I carefully picked up every stitch along my row and set out to knit again!  I started out with an additional set of short rows, because I wanted to make sure that the drape tapered a bit more towards the knee.  (I’m not certain I actually needed to do this… it just felt like I should and at this point… the sweater was unwearable so what’s the harm of trying imo.)  My thought was that the issue was that the taper of the main drape wasn’t at a sharp enough angle, so I increased my decreases by half again.  I’d left my shorter side drape pinned in place so I had a comparison for length to aim for.   I got to the end of the new tail of the drape and laid the sweater out for comparison.

The measure here is lined up with the new tail and the side drape point.

The measure here is lined up with the new tail and the side drape point.
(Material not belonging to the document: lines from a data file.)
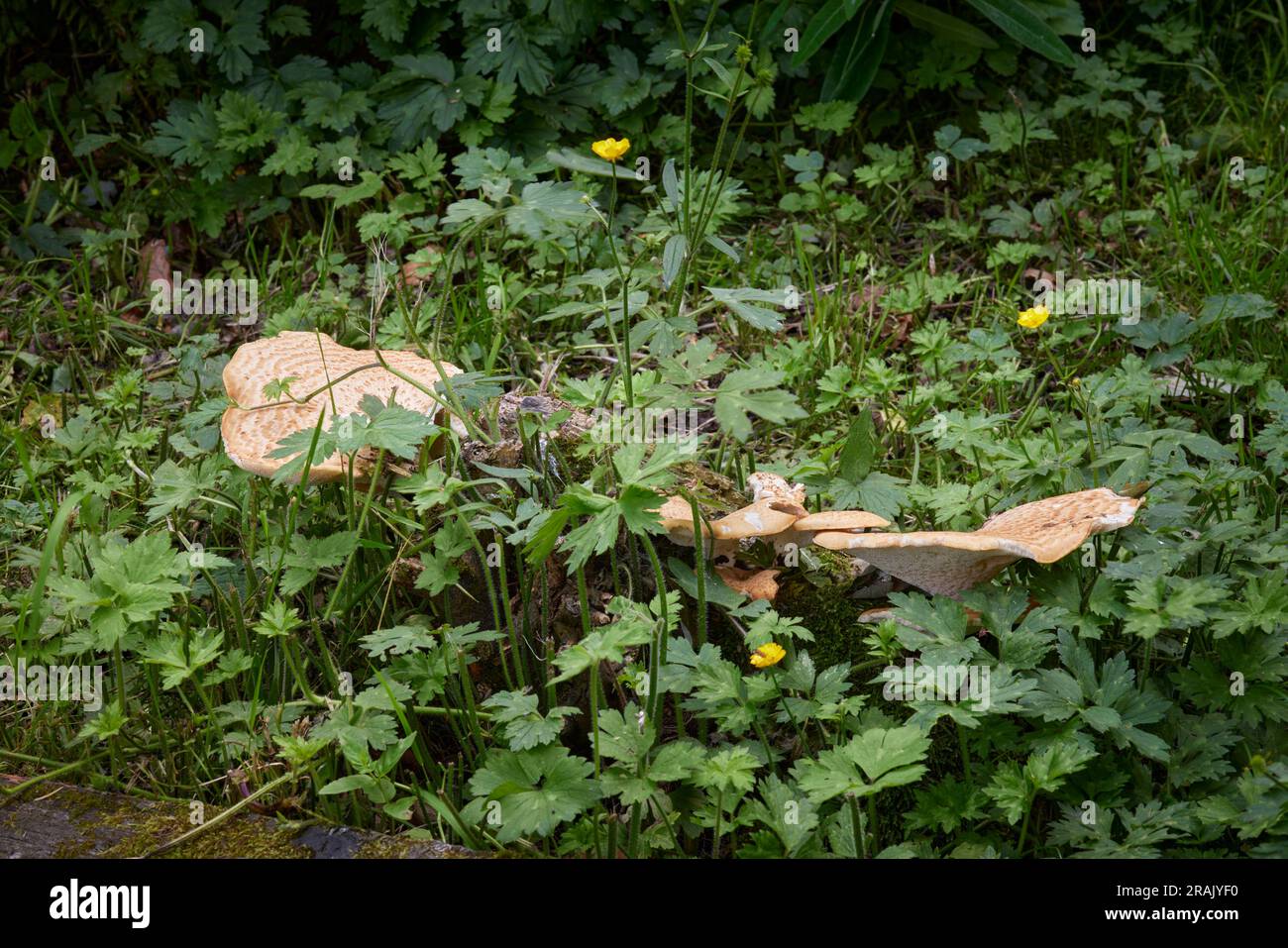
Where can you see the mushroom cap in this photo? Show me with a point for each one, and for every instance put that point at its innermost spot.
(945, 563)
(840, 519)
(760, 519)
(312, 360)
(767, 485)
It looked to be significantly closer in alignment than the original!  I knew since my side drape was just pinned at this point, that I could adjust that piece as well, and so this looked to be markedly successful!  So I got out my scissors and amputated the other side of the drape tail.  I followed the same basic directions of short row set followed by increased decreases.  I did lay out my sweater repeatedly to check if I was on-target for matching.

So after stitching a new front tail… I re-seamed my long seam, and stitched down the side drape and….

SUCCESS!

SUCCESS!

It is absolutely much more symmetrical!

Now… I am a little bit uncertain how I feel about this sweater, but I’m not sure if that’s the taint of the earlier disappointment or something else.  I’m wearing it today… and we shall see.  Here’s some wearing photos so you can see the fit.

Show in standard Misscarlotta not-quite-focus

Show in standard Misscarlotta not-quite-focus

And the other side:

Front knee is slightly bent.

Front knee is slightly bent.

So there you have it… the final results of Doctah Knittah!

As a side note… I am so very glad this wasn’t my first sweater and that Ben’s Ben was so successful, because as I look at future knitting projects, prior results make a huge impact.  I haven’t yet made a second pair of socks… because the first pair was so dang boring on sock #2.